The Story
Why it exists.
The beginning
The date is the portrait. May 19, 1957, pulled from the Pozzo di Borgo family archives and rendered in scent. Valentine Pozzo di Borgo treats perfume as biographical writing, transforming genealogical records into olfactory narratives. Each fragrance corresponds to a specific date from family history. For 19 Mai 1957, Sonia Constant anchored the work in French lavender's sharper, more herbal character, not the sweet English variety, but the kind that carries the dry heat of a Provençal afternoon. That lavender doesn't just open the fragrance. It structures the entire composition, holding the fougère architecture in place while other materials arrive and depart around it.
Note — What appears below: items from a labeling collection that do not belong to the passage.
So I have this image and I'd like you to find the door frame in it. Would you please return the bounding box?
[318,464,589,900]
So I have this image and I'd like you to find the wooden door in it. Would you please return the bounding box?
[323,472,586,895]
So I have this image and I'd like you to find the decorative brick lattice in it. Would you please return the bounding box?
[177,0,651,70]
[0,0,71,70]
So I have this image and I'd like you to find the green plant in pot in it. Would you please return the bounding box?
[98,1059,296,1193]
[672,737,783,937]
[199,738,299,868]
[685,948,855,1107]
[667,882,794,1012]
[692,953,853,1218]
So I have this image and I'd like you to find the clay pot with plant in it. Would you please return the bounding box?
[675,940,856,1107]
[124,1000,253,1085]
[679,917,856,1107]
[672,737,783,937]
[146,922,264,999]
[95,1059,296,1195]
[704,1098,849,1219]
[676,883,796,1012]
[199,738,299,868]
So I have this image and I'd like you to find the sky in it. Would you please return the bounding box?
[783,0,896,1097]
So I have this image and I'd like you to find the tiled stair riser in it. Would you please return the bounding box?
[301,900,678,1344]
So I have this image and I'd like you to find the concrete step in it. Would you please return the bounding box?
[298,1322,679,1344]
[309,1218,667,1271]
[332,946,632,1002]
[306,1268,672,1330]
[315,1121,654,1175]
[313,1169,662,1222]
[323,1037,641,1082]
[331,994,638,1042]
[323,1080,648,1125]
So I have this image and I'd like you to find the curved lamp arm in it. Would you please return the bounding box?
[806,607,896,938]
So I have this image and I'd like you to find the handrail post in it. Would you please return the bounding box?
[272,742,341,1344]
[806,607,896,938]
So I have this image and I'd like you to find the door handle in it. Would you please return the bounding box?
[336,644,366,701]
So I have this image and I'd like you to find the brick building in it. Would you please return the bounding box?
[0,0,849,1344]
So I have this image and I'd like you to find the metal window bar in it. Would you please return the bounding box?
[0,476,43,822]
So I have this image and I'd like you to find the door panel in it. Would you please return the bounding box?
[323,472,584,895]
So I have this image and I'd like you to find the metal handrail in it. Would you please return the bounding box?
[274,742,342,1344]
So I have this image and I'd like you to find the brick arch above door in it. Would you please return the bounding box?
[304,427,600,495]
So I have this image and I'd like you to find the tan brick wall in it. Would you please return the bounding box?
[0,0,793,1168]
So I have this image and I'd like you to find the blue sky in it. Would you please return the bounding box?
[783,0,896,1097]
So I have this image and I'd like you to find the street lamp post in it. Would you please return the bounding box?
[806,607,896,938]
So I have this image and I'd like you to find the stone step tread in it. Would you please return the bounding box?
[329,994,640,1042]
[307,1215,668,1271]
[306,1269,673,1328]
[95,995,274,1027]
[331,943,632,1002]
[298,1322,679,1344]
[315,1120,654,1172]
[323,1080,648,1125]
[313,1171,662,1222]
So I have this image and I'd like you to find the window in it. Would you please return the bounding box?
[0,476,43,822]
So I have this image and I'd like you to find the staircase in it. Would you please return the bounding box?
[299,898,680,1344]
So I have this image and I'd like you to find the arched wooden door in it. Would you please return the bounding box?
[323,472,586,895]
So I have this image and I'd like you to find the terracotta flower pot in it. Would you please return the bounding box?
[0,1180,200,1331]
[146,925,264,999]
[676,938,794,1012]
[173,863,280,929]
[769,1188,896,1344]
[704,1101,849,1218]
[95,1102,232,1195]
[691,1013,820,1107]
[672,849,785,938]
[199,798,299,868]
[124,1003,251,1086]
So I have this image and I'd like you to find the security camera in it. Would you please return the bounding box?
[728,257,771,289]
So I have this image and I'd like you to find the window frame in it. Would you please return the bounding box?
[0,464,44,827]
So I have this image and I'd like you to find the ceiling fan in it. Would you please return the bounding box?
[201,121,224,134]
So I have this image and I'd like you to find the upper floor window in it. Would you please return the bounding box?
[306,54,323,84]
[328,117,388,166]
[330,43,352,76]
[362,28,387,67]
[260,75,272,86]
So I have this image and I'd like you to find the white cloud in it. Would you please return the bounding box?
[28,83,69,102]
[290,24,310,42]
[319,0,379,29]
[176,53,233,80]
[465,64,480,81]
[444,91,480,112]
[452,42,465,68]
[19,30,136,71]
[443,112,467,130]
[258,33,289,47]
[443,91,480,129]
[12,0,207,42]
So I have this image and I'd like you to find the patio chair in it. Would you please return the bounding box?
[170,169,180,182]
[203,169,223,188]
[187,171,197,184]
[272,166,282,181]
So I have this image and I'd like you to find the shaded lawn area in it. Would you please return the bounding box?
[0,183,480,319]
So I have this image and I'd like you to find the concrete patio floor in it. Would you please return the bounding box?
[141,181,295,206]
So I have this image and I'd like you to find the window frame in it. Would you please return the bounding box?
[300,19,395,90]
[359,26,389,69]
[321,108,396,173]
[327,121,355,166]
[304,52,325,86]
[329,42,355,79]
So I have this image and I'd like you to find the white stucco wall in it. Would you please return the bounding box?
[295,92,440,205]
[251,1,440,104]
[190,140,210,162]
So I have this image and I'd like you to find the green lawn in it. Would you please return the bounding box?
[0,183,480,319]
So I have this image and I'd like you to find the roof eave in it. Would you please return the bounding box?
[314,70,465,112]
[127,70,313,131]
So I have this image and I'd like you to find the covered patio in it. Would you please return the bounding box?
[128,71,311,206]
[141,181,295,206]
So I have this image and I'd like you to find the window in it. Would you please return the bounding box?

The combination is unconventional. Lavender, immortelle, vanilla, three materials that don't typically share space, arranged here in a way that makes each one more interesting than it would be alone. The herbal, aromatic opening gives way to Mediterranean warmth. The honeyed immortelle contradicts the eucalyptus's cool clarity. The marine notes undercut the sweetness. What makes it work is the tension. Nothing dominates. The cool and warm cancel into something that's neither, something that sits in the middle and feels both fresh and warm at the same time. A rare trick in perfumery, and one that takes a steady hand to pull off.
The evolution
The lavender arrives first, clear and dry, with the eucalyptus keeping things crisp. Within minutes, the sharpness softens. The immortelle's honeyed warmth takes over, supported by heliotrope's powdery softness and a whisper of sea air that keeps the whole thing from getting too sweet. Hours later, the vanilla and labdanum emerge, warm, powdery, close to the skin. Peru balsam adds a resinous depth that lingers. The sillage is moderate throughout, intimate rather than announcing. It's the kind of scent that someone standing near you will notice before someone across the room. Lasts into the evening without ever becoming loud.
Cultural impact
Community ratings place 19 Mai 1957 at 8.2 for scent and 7.4 for longevity, strong numbers for a niche fougère. Wearers frequently cite the immortelle as the distinguishing element: it bridges the lavender opening to the warm, powdery drydown in a way that feels both unusual and inevitable. The general consensus: it lasts through a full workday without projecting aggressively, making it a quiet alternative to louder masculine fragrances. Some find the sillage underwhelming. Others consider it the point.